Salut "Caribou",
Tu es dans une période où ta barque se trouve prise dans des rapides tourbillonnants, ou beaucoup de choses que tu considérais jusqu'ici comme certaines se trouvent remises en cause, et où tu as du mal à retrouver des repères. Je te rassure tout de suite : ça finira par se calmer.
Parmi ces remises en cause se trouve celle que tu devras, ou non, prendre un traitement. J'annonce la couleur : j'ai cinquante ans, j'ai passé maintenant plus de la moitié de ma vie avec la sep, et je ne prends, ni n'ai jamais pris, aucun traitement de fond. Il se trouve cependant qu'après des débuts tumultueux (je parlais de rapides tourbillonnants un peu plus haut...), ma sep me laisse tranquille depuis un paquet d'années.
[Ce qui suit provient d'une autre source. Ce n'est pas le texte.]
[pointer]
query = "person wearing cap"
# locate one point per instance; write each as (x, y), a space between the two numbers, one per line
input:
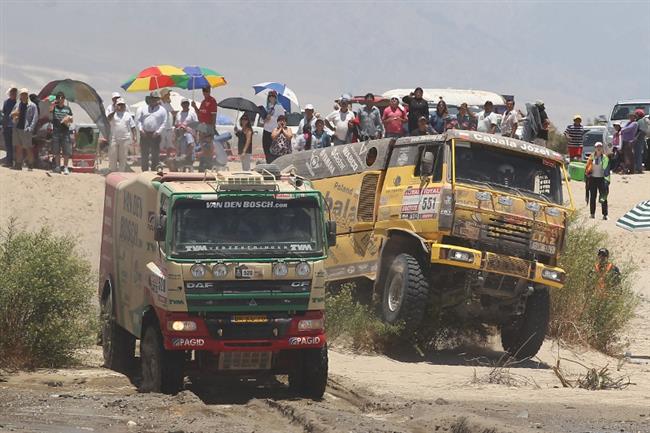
(370, 124)
(151, 121)
(639, 141)
(341, 121)
(61, 117)
(308, 119)
(424, 128)
(207, 113)
(417, 107)
(574, 134)
(24, 117)
(598, 172)
(394, 118)
(123, 136)
(272, 111)
(8, 125)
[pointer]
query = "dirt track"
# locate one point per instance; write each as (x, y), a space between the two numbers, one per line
(365, 394)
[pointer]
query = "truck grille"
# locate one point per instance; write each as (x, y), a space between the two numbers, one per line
(500, 229)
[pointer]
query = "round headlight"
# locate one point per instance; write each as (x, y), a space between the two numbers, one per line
(198, 271)
(303, 269)
(220, 270)
(280, 270)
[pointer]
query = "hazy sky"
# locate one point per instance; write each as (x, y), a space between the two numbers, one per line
(578, 56)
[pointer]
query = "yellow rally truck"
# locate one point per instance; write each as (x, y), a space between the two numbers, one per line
(219, 273)
(463, 220)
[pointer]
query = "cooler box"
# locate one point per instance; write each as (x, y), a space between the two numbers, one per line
(577, 170)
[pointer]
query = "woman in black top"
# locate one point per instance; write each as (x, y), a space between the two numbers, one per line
(244, 141)
(418, 107)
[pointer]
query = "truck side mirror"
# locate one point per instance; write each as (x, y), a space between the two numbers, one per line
(160, 231)
(331, 233)
(426, 164)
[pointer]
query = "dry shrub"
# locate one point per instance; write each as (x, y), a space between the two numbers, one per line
(578, 314)
(46, 292)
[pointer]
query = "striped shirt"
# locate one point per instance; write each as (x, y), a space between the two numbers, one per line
(575, 134)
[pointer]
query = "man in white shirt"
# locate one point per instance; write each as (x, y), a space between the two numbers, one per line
(122, 136)
(151, 121)
(339, 121)
(487, 119)
(510, 120)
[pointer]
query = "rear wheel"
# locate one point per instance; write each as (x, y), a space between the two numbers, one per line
(118, 345)
(308, 376)
(162, 370)
(524, 338)
(406, 292)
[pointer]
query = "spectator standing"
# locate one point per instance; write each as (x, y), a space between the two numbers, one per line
(273, 111)
(440, 118)
(8, 125)
(24, 117)
(510, 120)
(151, 121)
(574, 134)
(423, 127)
(629, 136)
(417, 107)
(370, 125)
(244, 141)
(320, 138)
(207, 114)
(308, 120)
(281, 139)
(542, 133)
(123, 136)
(61, 116)
(341, 122)
(598, 170)
(394, 118)
(639, 140)
(487, 119)
(465, 119)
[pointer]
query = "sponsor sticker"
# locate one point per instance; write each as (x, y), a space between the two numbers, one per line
(299, 341)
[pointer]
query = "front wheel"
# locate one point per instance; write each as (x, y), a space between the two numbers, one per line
(162, 370)
(524, 338)
(308, 376)
(406, 292)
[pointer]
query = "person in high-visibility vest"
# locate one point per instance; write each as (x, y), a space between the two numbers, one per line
(607, 273)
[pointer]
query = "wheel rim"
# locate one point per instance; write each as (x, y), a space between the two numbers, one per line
(395, 293)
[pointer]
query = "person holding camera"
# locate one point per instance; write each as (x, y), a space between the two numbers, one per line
(61, 120)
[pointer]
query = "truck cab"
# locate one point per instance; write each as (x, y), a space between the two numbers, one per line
(216, 273)
(465, 221)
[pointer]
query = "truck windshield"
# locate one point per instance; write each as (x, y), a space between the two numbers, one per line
(247, 227)
(517, 173)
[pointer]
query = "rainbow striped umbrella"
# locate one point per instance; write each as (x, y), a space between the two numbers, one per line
(154, 77)
(196, 77)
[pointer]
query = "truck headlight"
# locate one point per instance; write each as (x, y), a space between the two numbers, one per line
(311, 324)
(220, 270)
(182, 326)
(553, 275)
(303, 269)
(198, 271)
(461, 256)
(280, 270)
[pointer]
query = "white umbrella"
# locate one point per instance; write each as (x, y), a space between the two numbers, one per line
(637, 218)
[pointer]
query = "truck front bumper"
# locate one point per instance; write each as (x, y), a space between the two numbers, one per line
(469, 258)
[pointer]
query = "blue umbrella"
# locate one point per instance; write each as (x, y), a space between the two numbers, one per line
(285, 95)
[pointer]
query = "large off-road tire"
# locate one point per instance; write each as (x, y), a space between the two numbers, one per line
(118, 344)
(406, 292)
(524, 338)
(162, 370)
(308, 376)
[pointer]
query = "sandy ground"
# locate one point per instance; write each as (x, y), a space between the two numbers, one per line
(366, 393)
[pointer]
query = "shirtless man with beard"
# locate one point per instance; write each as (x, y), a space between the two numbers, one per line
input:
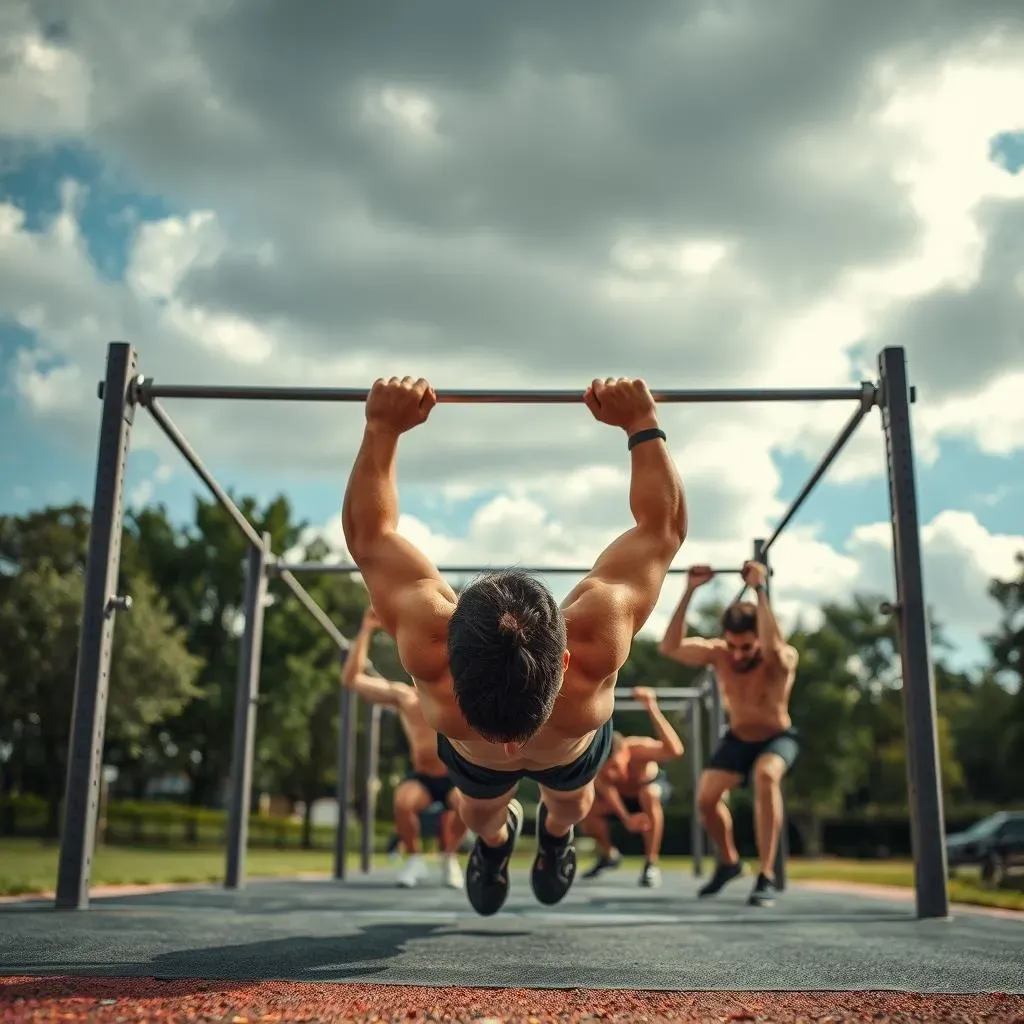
(755, 669)
(428, 782)
(516, 685)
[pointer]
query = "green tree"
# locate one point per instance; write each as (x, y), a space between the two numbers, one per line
(200, 570)
(152, 673)
(1007, 646)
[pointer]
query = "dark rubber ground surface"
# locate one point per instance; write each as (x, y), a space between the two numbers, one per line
(607, 934)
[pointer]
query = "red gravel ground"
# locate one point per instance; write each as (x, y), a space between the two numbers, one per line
(109, 999)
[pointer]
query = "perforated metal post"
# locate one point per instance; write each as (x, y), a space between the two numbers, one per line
(246, 698)
(371, 784)
(695, 752)
(88, 721)
(782, 850)
(924, 775)
(343, 785)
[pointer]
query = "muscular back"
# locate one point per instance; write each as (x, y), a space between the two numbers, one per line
(598, 642)
(758, 701)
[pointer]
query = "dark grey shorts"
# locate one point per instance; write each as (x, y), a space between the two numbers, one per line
(735, 755)
(632, 804)
(487, 783)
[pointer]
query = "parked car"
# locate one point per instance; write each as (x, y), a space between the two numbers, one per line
(995, 844)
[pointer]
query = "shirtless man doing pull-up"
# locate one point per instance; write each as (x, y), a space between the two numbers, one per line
(516, 686)
(755, 668)
(428, 782)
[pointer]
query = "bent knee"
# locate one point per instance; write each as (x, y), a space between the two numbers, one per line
(411, 798)
(768, 772)
(577, 804)
(649, 798)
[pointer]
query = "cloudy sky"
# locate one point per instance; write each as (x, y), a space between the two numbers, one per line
(714, 193)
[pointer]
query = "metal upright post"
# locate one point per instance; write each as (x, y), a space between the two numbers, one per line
(371, 784)
(782, 849)
(924, 775)
(346, 750)
(696, 767)
(246, 697)
(85, 749)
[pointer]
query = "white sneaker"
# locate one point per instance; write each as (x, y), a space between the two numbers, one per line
(414, 871)
(451, 872)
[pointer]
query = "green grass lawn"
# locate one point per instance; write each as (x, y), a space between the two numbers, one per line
(30, 866)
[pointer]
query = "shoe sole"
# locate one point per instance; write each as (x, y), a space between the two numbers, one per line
(516, 808)
(719, 890)
(532, 883)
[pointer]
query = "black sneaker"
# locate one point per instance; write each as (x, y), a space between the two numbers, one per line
(606, 862)
(650, 877)
(763, 893)
(554, 865)
(724, 873)
(487, 870)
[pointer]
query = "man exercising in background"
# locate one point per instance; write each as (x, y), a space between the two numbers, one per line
(428, 782)
(755, 668)
(632, 787)
(516, 686)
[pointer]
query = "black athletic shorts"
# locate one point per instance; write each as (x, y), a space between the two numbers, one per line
(439, 786)
(632, 804)
(487, 783)
(733, 754)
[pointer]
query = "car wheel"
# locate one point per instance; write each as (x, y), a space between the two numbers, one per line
(993, 869)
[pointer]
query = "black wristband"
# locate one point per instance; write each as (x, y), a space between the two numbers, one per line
(645, 435)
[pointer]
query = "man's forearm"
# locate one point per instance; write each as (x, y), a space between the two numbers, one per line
(656, 498)
(676, 632)
(769, 635)
(355, 660)
(665, 733)
(371, 506)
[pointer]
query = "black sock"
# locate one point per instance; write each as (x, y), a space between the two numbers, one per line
(556, 841)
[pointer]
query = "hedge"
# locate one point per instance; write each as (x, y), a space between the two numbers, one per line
(871, 833)
(134, 823)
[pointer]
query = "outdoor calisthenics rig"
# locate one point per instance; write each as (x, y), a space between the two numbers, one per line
(123, 390)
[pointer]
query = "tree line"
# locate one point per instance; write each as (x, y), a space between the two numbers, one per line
(176, 651)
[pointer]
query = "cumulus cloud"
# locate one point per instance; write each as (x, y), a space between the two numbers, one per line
(961, 557)
(701, 194)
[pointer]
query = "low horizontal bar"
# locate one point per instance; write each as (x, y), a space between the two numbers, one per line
(146, 390)
(188, 454)
(667, 693)
(669, 706)
(849, 429)
(343, 567)
(306, 599)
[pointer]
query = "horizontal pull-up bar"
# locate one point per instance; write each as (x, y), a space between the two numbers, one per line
(341, 567)
(146, 390)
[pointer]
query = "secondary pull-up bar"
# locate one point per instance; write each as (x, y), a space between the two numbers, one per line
(343, 567)
(146, 390)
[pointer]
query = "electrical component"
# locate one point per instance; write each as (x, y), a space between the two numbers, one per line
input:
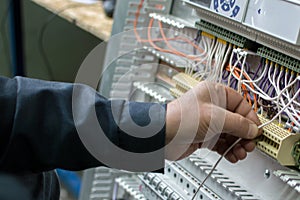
(296, 153)
(279, 58)
(154, 90)
(222, 33)
(277, 142)
(184, 82)
(131, 188)
(291, 177)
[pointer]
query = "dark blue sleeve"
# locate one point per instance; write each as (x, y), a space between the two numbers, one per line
(45, 125)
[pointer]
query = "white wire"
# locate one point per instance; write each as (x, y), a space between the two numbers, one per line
(237, 141)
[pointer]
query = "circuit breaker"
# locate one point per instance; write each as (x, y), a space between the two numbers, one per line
(250, 46)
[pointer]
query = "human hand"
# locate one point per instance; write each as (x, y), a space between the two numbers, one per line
(210, 115)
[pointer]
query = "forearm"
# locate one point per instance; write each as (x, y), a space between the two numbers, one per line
(38, 131)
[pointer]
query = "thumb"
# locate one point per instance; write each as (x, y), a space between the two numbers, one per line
(239, 126)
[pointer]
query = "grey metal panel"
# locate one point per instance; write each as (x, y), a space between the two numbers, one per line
(278, 18)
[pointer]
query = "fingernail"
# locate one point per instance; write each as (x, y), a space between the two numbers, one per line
(253, 131)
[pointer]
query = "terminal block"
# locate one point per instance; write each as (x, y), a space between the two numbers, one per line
(279, 58)
(184, 82)
(296, 153)
(222, 33)
(278, 143)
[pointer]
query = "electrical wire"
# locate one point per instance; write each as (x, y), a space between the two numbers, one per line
(236, 142)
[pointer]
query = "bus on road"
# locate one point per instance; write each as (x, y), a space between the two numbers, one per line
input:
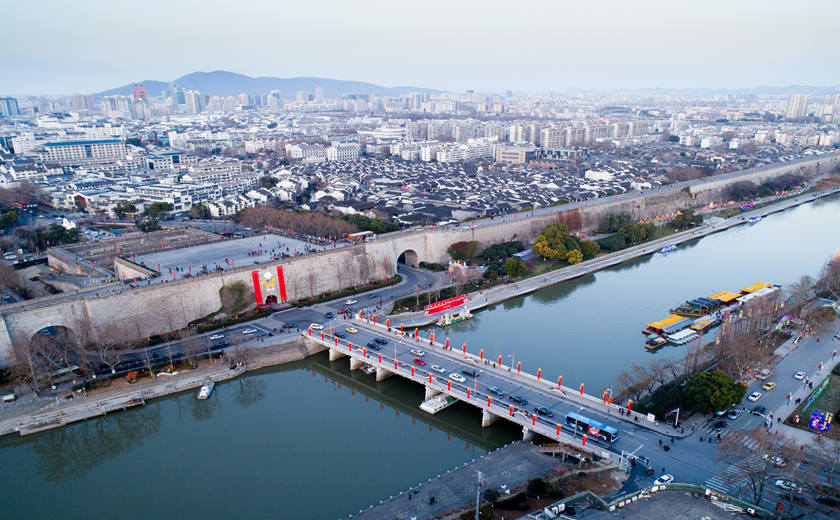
(591, 427)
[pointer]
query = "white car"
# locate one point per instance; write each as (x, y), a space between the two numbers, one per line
(664, 479)
(457, 377)
(788, 485)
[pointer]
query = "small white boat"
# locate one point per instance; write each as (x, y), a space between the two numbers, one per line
(205, 391)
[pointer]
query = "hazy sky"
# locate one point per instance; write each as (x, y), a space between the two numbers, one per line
(91, 45)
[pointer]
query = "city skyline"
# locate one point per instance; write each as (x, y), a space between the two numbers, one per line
(716, 45)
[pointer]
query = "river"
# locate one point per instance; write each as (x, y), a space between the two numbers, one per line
(312, 440)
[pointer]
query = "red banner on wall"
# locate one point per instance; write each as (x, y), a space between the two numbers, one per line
(445, 304)
(281, 283)
(255, 276)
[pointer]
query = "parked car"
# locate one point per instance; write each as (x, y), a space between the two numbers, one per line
(457, 377)
(542, 410)
(518, 399)
(496, 390)
(664, 479)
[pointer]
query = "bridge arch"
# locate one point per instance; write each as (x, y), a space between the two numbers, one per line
(409, 257)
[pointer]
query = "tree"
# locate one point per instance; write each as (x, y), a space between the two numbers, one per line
(574, 256)
(514, 267)
(708, 392)
(590, 247)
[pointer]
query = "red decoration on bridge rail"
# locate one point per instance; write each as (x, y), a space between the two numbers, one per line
(445, 304)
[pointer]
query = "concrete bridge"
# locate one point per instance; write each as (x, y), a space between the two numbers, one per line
(534, 402)
(112, 313)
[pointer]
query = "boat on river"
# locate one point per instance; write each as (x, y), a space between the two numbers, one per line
(205, 391)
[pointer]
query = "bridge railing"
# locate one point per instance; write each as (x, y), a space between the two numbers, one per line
(475, 397)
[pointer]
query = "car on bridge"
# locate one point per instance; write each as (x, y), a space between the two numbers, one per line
(542, 410)
(664, 479)
(457, 377)
(496, 390)
(518, 399)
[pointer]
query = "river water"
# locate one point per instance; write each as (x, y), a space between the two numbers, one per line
(312, 440)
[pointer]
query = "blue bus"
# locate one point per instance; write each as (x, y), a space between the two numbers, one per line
(591, 427)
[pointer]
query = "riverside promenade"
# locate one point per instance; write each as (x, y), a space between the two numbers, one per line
(35, 415)
(511, 466)
(499, 293)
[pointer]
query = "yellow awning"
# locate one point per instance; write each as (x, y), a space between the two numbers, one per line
(724, 296)
(670, 320)
(754, 287)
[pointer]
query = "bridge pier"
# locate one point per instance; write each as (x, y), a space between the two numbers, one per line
(382, 374)
(488, 418)
(335, 354)
(528, 435)
(430, 392)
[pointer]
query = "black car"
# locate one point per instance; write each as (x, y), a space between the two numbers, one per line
(518, 399)
(542, 410)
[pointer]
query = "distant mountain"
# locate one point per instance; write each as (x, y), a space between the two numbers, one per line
(222, 83)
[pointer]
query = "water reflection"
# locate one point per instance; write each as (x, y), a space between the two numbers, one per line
(72, 451)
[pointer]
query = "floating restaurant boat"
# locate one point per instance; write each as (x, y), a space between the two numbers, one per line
(450, 319)
(205, 391)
Selon mon neuro parisien, que je considère comme la crème de la crème, qui m'a toujours laissé le choix entre traitement ou pas de traitement et qui a toujours, c'est à dire depuis que je le connais : plus de vingt ans, été particulièrement circonspect vis à vis de ces traitements, je suis son premier patient depuis plus de dix ans, à ne prendre aucun traitement. Ce qui a été la principale motivation de cette démarche est une des raisons que tu donnes à ton propre choix : j'aurais eu beaucoup plus conscience, au quotidien, de ma maladie, si j'avais été sous traitement de fond, que sans.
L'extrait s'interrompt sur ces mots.